3. Manganese-mediated syn-dihydroxylation

The permanganate ion (MnO₄⁻) is a common oxidant in organic chemistry and has been used routinely in dihydroxylation reactions for some time.¹⁸ The wealth of literature reviewing and describing permanganatesyn-dihydroxylation resembles the high research interest it has received and, therefore, only the fundamental principles of this approach and the latest examples of its use will be highlighted in this review. Like ruthenium tetroxide, permanganate has a high oxidative potential and can lead to over-oxidation and oxidative cleavage.¹⁹Permanganate has also to be used stoichiometrically, which leads to problems, especially due to the formation of stoichiometric amounts of MnO₂ by-product in the reaction, which can require removal by elaborate work-up procedures.

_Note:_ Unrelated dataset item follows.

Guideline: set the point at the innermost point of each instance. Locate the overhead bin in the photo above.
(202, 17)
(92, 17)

3.1 Permanganate syn-dihydroxylation

Permanganate dihydroxylation in alkaline medium has been known for over a century and was first reported by Kekulé and Anschütz in 1881 with the oxidation of maleic and fumaric acids (Scheme 16) to the corresponding meso-tartaric and DL-tartaric acids in moderate yields.²⁰ In 1973, Simàndi et al. published a mechanistic investigation explaining the syn-character of this addition using the same pair of acids.²¹ A comprehensive review, which examines the oxidation of alkenes with permanganate from a mechanistic point of view was published in 2009.²²

Scheme 16 The products were isolated as their potassium salts.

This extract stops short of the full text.